Shawn: "Of course. I mean, we basically owe them as far as just pioneering the way for us to do what we do. And we got our influences from them. We still watch our old tapes of The Temptations and their live performances, and they're great performers, and we learn a lot from them, being little babies quote-unquote compared to them. And they're very receptive to us. Whenever we see them, they're always talkin' to us and always tryin' to teach us things."
This is Tim Butler with the Tri-State Defender in Memphis. It must be refreshing to see there's a market for good wholesome lyrics, good wholesome images in music today.
There is a long pause.
Shawn: "Do you want me to comment on that?"
Shawn: "I'm sorry. I thought there was a question. I mean, yeah, you know, we just do what we do, and that's all I can say. That's us. We write our lyrics the way we feel 'em, and hopefully other people get into them."
Shawn, Dan McDonald again [with The Florida Times-Union]. On that same note, because you guys have a good, clean image, do you ever worry the slightest little thing will be picked up by the media to turn that---a speeding ticket, if one of you guys happened to stay out too late? Is your image and keeping it a clean image a battle?
This is Sam from Straight from the Street. You guys didn't pick up any prostitutes last week, did ya? He laughs.
Shawn: "What's that?"
Sam: You guys aren't anything like Hugh Grant--you didn't pick up any prostitutes?
Shawn: "No, no, no, no, no, no, no, no. None of that."
Sam: What do you guys do to chill out? What do you do on a Saturday or a Sunday besides shootin' videos?
Shawn: "Well, um, we try to play some basketball, we try to play pool..."
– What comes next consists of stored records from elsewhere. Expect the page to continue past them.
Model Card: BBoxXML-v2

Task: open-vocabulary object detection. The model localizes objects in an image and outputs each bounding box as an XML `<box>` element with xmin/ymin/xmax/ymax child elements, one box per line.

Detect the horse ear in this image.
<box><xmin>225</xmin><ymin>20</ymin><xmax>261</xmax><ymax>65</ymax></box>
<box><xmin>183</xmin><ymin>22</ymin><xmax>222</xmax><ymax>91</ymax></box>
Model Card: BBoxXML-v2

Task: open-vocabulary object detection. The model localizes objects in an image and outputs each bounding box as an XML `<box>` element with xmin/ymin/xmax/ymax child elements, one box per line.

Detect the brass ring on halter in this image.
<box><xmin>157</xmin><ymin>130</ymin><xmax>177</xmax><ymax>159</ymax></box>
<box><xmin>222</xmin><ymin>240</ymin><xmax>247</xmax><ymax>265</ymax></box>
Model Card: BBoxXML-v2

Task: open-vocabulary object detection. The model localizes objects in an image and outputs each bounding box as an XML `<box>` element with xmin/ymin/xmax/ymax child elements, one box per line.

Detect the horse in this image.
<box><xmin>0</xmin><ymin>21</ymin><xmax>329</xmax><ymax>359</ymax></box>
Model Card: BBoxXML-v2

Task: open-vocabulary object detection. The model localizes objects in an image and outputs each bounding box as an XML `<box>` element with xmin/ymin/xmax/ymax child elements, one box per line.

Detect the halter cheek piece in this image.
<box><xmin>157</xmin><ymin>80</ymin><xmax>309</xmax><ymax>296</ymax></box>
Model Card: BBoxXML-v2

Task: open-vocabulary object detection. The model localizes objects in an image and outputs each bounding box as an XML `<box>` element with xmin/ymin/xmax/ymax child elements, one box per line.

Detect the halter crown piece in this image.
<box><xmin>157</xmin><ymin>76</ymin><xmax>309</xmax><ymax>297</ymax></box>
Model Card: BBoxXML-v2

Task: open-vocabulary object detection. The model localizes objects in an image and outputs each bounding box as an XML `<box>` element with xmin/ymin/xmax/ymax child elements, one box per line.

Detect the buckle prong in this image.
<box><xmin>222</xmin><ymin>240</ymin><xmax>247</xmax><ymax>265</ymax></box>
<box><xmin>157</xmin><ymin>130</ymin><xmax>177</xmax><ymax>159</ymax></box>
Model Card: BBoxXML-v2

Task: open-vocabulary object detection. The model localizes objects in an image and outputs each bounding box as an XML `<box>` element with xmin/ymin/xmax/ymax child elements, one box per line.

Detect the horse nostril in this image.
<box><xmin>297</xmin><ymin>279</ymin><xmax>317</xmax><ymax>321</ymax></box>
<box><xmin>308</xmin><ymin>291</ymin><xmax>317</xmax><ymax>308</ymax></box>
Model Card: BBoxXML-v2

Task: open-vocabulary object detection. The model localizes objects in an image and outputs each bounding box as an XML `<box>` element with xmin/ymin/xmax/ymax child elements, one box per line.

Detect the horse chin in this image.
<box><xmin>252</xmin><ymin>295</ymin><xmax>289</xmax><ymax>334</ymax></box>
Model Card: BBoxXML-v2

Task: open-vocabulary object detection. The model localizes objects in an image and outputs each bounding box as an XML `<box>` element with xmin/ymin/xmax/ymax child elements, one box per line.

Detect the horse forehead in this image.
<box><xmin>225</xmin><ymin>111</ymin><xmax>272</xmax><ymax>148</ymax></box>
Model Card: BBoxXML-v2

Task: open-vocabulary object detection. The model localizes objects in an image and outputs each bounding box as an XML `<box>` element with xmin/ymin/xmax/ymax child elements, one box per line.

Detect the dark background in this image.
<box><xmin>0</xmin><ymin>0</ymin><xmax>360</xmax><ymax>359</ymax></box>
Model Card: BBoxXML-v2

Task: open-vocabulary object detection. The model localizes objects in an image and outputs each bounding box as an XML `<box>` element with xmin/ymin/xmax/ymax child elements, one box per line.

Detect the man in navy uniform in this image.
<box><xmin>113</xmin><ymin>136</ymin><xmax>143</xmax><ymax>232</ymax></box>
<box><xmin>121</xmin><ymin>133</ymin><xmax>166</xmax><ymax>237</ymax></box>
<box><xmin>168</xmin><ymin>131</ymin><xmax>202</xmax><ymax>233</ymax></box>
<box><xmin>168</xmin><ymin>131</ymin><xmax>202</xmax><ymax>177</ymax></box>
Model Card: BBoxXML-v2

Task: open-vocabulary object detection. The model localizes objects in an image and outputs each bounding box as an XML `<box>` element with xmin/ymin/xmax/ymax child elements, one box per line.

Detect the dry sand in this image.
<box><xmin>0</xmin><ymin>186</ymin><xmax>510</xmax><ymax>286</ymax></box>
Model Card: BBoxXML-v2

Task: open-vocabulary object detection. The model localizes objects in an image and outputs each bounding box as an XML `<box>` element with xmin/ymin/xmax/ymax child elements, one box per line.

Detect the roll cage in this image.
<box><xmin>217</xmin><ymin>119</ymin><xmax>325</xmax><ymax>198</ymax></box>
Sam: Don't let me find you...
Shawn: "...we like just hangin' out, goin' to the mall, shoppin', whatever."
Hey, Shawn, this is Antoinette with AJTV Productions, and I wanted to ask you--the new song "Broken-Hearted" with Brandy. How did that duet come about?
Shawn: "Well, Wanya [Morris, another of the Boyz] and Brandy are really good friends, and they've grown very close. We've all grown very close to Brandy. She's like our little sister."
Sam: Can I get a date?
Sam: No, go ahead, man.
Shawn: "What did you say?"
Sam: Can I get a date? Can I date your sister?
Shawn: "Oh, a date with Brandy? No."
Shawn, this is Lela Ward from the Herald-Dispatch newspapers in Los Angeles. What would you say is the biggest change of having such a successful career over the last four years? What has been the biggest change in your career--other than money and ladies fallin' at your feet?
Shawn: "We had to mature, we had to grow because the entertainment business forces that, it makes you go that way. You have to be more on your toes because you're not only a singer when you're on tour and takin' care of the things we take care of. You almost have to turn into businessmen, executives running a business and trying to make it run as smooth as possible."
Shawn, whassup? Sam, Straight from the Street in D.C. again. Yo, man, lemme ask you, do you have a good time in all these interviews? You guys are so hot!
Shawn: "You mean do we get tired of 'em?"
I mean, seriously. You guys wake up in the morning...Lemme put it like this. Describe to me your average day. What time do you guys wake up?
Shawn: "Uh, see, it differs. Our average day isn't average. We have different types of day."
Nine o'clock? Six o'clock? Eleven o'clock?
Shawn: "It could be."
Like, "Let's chill and wake up at 11 o'clock. Fuck it."
Shawn: "It could be 6 o'clock for a video shoot. It could be 11 o'clock for a recording session before a show. It could be 5 o'clock in the afternoon to go to the venue for a show. We have different situations for different shows. We don't get tired of interviews, per se, we just get tired."
It's an ugly situation.
"A lot of times we want to relax. We get tired. We're human beings. Everyone gets tired when things get to be too much."